DNA testing adds new complexities to the question about physical similarities between African-Americans and Italian-Americans.
Opening an i-italy dialogue on race, the editors recently posted a video clip of Spike Lee’s classic 1989 film Do the Right Thing. In the clip, a conversation takes place at Sal’s Famous Pizzeria in the black Bedford-Stuyvesant section of Brooklyn between the delivery boy Mookie (Spike Lee) and Pino (John Turturro), a son of the pizzeria owner.
The conversation lets both men clumsily reveal the depths of their racial hatred and mutual envy. Surrounded by cheap watercolors of Rome and pictures of famous crooners and hitters like Sinatra and DiMaggio, Mookie, angered by the absence of African-American faces, asks Pino to name his favorite stars. Pino mentions Magic Johnson, Eddie Murphy, and Prince. When asked how he can admire these black men but hate the African-Americans in the neighborhood where he works, an appalled and confused Pino responds, “They’re not niggers. I mean they’re not black. Let me explain myself – they’re black, but they’re not really black.”
In a coup de grace, Mookie asks, “Pino, don’t deep down inside you wish you were black?” Mookie suggests that the olive-skinned, kinky-haired man resents his African-American nemesis because he resembles him. “You know what they say about dark Eye-talians.”
Mookie’s statement about the physical similarities between southern Italians and African-Americans has infuriated some Italian-Americans who, like Pino, don’t want to accept its logical implication. Yet the southern Italian, living on land conquered and re-conquered, a land that borders Africa would most likely have some African blood. Mookie’s remark, long haunting southern Italians, has been silenced by denial.

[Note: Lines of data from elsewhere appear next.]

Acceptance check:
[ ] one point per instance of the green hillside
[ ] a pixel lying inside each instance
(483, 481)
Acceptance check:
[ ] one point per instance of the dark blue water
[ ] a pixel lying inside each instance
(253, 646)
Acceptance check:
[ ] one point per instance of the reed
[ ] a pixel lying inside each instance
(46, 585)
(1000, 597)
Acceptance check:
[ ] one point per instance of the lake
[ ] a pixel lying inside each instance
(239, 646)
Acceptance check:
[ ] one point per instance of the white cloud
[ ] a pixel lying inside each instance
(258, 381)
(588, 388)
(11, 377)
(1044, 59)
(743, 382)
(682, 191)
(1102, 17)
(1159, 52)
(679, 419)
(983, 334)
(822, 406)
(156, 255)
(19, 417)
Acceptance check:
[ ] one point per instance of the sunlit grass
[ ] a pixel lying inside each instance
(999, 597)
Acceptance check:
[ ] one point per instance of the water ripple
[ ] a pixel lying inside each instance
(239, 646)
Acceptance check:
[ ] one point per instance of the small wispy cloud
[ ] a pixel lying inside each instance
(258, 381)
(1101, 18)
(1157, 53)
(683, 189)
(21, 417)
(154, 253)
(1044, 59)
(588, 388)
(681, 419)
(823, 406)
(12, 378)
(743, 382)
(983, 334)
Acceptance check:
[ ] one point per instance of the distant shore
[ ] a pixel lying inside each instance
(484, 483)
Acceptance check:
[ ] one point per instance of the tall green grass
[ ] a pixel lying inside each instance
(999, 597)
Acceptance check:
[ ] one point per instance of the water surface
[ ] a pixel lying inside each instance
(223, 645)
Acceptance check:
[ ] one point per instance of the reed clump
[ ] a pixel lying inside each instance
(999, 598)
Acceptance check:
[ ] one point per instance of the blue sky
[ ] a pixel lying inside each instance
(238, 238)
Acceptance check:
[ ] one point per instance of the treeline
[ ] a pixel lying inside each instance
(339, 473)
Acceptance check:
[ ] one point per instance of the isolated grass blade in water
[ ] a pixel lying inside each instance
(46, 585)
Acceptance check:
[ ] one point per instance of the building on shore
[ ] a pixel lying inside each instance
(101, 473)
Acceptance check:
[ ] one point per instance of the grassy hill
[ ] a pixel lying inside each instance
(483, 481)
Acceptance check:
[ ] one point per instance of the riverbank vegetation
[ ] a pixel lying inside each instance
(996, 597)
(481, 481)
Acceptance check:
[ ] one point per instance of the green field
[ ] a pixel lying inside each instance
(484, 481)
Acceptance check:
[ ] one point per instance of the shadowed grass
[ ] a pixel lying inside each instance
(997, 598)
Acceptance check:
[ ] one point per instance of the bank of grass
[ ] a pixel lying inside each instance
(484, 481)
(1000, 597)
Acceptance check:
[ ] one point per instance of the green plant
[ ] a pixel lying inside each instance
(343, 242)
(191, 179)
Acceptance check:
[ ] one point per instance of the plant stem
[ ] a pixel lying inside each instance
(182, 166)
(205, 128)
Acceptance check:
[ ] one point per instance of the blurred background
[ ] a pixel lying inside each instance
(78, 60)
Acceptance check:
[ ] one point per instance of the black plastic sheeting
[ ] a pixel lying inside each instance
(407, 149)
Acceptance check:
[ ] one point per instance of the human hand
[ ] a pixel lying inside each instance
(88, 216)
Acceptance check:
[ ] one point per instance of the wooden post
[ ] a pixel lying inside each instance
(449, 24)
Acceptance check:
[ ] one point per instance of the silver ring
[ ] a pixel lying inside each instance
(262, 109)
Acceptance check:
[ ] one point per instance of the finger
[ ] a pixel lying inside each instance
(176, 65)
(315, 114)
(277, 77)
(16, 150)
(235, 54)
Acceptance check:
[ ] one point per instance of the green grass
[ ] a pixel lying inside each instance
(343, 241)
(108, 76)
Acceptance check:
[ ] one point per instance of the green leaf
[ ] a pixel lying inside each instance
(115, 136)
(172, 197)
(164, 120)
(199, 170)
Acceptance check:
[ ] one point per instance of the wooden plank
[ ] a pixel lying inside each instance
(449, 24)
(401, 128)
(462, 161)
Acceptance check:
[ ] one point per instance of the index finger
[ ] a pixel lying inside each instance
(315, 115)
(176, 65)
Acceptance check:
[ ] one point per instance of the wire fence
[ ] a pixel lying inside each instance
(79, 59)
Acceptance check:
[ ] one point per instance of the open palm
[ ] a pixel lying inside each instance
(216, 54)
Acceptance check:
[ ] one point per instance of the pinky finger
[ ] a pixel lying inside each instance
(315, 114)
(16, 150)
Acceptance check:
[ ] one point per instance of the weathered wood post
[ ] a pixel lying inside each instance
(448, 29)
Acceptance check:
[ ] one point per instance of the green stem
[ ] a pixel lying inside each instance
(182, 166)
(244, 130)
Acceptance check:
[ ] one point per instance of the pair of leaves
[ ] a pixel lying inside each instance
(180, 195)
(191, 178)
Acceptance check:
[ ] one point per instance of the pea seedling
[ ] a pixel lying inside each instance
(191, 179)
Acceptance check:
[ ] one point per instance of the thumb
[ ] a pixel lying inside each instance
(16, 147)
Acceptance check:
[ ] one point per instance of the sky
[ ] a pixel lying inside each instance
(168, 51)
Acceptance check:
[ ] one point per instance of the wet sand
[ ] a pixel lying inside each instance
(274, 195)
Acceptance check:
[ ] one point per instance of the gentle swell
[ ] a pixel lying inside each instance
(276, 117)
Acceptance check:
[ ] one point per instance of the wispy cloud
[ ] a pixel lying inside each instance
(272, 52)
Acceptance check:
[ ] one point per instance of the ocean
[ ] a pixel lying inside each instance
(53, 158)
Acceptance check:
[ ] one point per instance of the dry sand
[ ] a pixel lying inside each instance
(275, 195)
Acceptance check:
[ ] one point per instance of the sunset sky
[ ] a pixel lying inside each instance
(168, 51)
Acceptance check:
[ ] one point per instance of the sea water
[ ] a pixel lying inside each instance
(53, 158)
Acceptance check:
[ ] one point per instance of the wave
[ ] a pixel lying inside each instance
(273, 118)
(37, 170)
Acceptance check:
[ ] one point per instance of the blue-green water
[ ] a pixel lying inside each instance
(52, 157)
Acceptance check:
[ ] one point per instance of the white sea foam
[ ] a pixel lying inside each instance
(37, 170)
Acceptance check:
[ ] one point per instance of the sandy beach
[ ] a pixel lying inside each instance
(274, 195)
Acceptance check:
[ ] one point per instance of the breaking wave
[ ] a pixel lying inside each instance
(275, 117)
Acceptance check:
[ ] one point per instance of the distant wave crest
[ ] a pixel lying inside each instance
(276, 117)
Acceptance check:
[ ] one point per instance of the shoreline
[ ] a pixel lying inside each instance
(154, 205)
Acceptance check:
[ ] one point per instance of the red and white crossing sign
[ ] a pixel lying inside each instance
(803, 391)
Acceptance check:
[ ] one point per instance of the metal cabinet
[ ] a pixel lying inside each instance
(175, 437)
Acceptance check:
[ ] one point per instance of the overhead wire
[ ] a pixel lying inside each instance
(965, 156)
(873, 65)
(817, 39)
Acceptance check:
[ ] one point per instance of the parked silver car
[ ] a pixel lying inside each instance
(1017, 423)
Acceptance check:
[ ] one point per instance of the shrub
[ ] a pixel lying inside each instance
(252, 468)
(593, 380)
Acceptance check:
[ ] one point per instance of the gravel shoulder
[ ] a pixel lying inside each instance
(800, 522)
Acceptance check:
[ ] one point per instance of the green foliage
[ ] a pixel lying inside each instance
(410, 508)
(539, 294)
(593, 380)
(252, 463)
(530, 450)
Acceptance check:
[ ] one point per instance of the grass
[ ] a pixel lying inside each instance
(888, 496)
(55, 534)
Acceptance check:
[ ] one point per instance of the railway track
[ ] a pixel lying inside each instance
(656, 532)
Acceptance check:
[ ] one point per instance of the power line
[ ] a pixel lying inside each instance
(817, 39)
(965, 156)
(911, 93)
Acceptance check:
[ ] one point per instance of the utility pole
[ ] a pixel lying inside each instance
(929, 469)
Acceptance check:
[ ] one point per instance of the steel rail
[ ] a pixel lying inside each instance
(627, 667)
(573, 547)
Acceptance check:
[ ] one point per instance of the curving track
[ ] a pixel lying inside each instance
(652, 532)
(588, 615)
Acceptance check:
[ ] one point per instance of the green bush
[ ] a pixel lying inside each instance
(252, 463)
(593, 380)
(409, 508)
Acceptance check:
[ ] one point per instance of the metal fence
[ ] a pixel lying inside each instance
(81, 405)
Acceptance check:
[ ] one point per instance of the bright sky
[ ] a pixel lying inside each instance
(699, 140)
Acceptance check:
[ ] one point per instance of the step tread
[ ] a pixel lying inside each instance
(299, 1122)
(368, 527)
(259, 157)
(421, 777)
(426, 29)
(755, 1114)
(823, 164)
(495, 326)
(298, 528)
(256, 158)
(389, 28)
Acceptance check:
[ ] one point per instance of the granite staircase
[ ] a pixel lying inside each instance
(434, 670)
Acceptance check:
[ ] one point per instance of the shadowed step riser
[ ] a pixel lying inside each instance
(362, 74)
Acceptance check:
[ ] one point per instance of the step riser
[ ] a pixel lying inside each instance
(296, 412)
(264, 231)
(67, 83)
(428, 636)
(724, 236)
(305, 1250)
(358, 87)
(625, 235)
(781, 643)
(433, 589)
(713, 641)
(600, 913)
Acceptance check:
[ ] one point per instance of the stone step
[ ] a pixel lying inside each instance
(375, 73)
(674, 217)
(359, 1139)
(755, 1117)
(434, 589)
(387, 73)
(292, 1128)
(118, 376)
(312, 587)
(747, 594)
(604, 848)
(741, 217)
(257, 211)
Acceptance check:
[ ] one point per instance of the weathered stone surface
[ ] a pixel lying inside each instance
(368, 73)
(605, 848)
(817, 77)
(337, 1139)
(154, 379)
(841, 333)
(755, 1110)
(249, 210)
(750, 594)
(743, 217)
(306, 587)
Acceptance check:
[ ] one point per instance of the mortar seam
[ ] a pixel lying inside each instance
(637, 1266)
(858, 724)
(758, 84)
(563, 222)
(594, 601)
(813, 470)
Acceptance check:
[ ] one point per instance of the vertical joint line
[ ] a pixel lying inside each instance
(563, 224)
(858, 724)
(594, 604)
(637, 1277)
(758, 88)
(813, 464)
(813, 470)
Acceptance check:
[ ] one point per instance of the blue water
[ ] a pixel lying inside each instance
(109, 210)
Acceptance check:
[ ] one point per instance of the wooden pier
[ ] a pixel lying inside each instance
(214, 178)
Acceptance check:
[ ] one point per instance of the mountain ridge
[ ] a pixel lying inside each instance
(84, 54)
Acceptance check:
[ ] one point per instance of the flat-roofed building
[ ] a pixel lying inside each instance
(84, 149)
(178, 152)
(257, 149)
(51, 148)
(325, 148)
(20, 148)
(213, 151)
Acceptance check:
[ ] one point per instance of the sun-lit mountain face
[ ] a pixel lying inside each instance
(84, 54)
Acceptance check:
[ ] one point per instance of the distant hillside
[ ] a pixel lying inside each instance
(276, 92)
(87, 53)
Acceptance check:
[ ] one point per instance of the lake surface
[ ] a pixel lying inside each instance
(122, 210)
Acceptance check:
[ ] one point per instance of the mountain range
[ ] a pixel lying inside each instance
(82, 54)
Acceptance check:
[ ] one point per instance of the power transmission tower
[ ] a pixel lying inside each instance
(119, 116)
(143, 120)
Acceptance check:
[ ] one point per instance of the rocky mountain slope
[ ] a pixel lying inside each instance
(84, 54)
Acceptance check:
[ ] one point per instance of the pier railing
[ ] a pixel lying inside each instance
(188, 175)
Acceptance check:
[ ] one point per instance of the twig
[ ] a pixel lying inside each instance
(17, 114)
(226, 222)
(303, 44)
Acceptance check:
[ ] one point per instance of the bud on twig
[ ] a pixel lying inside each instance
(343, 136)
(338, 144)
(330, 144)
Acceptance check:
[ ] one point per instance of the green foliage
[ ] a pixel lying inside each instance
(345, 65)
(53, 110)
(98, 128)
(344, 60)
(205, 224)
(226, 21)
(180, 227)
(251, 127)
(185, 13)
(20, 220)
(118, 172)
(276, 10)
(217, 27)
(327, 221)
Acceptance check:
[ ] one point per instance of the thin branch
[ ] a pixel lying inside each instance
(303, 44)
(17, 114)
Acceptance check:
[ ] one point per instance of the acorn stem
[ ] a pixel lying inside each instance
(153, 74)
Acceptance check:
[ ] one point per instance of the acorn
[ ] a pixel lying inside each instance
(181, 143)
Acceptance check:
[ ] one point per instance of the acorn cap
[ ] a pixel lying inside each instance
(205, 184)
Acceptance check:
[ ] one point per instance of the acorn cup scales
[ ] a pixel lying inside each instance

Northern Italians have certainly acted upon their own racial prejudice toward their southern countryman. In Italy the southerner is the symbol of the uneducated “other,” dark as the earth he labored; and political movements like the Lombard League have legitimized northerners’ anger toward the south by claiming that the impoverished Mezzogiorno is draining resources from the heavily taxed north. The northern judgment that southerners are responsible for their own poverty echoes the generations-old American lament against blacks on welfare.
There is a large difference, however, between Mookie asking his question in 1989 and posing it today. Through scientific advances, we now have DNA testing that can reveal our genetic breakdown. A couple of years ago, my brother, Bob, a prosecutor and expert on DNA testing, was offered the opportunity to learn his genetic makeup at a conference he attended. He took the simple cheek swab test.
My brother’s DNA (I’m fifty percent likely to share the same) was broken down as 85 percent European, 8 percent Asian, and 7 percent sub-Saharan African.
So there is it – our seven percent connection with African-Americans. Our family is from the provinces of Avellino and Basilicata, fairly “north” on the scale that southern Italians use to judge each other. We don’t share the tightly curled hair and olive skin of Turturro, who has Sicilian roots. Dare we ask what Pino’s genetic breakdown might have been?
Today, unlike 1989, we can no longer deny Mookie’s taunting claim about “dark Eye-talians.” But can we also move beyond the skeptical taunts and mutual hatred among all the ethnic groups that Spike Lee portrayed in Do the Right Thing? Can we think and talk about race and identity in more complicated ways, as Barack Obama has done both in his memoirs and on the campaign trail? For we are more of a family than we may have previously imagined.